Monday, April 16, 2012

Speed Reading with PowerShell

Many of you have had to read in large text files for processing in PowerShell.  The Get-Content cmdlet is perfect for this.  However, it can be very sloooow with large files.  There are multiple ways to speed this up.  For example, we could dive into .NET using the [System.IO.File]::ReadAllLines() method. For simplicity, let's stick with the Get-Content cmdlet.  Following is an example that demonstrates a couple different techniques, the one to focus on is the use of the "-ReadCount" parameter.

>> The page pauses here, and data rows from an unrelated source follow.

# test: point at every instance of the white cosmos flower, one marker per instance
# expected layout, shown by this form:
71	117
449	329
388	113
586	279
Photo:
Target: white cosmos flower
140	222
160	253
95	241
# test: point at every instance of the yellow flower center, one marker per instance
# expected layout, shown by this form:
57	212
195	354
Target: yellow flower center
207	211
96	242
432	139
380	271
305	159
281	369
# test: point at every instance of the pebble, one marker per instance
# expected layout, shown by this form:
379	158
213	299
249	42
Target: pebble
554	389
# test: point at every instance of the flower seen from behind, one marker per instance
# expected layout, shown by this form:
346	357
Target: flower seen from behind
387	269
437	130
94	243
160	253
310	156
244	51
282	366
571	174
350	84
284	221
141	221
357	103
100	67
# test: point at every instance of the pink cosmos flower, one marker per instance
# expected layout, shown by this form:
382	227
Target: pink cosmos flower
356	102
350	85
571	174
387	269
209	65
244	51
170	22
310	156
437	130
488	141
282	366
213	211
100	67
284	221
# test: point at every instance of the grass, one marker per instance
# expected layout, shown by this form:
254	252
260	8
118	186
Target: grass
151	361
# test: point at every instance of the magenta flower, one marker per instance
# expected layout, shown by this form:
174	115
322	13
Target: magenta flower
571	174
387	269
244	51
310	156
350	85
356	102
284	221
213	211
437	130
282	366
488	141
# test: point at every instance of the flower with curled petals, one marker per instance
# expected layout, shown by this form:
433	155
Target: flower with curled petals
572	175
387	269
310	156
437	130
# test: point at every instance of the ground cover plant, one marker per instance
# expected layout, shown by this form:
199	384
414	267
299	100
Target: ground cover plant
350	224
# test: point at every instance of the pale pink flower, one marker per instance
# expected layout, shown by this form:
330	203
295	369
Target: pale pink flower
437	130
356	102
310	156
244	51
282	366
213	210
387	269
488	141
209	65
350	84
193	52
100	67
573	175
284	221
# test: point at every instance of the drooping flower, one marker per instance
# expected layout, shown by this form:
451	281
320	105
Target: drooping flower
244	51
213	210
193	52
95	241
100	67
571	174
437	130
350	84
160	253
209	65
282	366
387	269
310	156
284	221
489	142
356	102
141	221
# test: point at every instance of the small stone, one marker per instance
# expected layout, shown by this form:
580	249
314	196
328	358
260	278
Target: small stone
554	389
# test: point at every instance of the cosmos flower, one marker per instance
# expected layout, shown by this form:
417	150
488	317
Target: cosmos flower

# define some random nouns, verbs and adverbs            
$noun = "Ed","Hal","Jeff","Doug","Don","Kirk","Dmitry"            
$verb = "ran","walked","drank","ate","threw","scripted","snored"       
$adverb = "quickly","randomly","erratically","slowly","slovenly","loudly"            
            
# create an array with 10,000 random sentences             
$content = 1..10000 | foreach {            
    "{0} {1} {2}." -f ($noun|Get-Random),($verb|Get-Random),($adverb|Get-Random)            
}            
            
# save our array to a text file            
$path = "c:\temp\RandomSentences.txt"              
$content | Out-File -FilePath $path            
            
# read in the files and measure the time taken.            
(measure-command -Expression { Get-Content -Path $path }).TotalMilliseconds
(measure-command { Get-Content $path -ReadCount 10 }).TotalMilliseconds
(measure-command { Get-Content $path -ReadCount 100}).TotalMilliseconds
(measure-command { Get-Content $path -ReadCount 1000}).TotalMilliseconds


The results....
164.6186
24.5987
19.7441
16.2411



Explanation

The Get-Content cmdlet does more behind the scenes then just present the data.  There are a properties being populated as it reads in the file.  By default, this happens for each line as it it read.  For large files, this overhead can be reduced by setting the -ReadCount parameter.  With this parameter set, you will only be manipulating the behind the scenes properties in a collection size that is equal to the number you set the -ReadCount attribute to.
  
Hope this helps!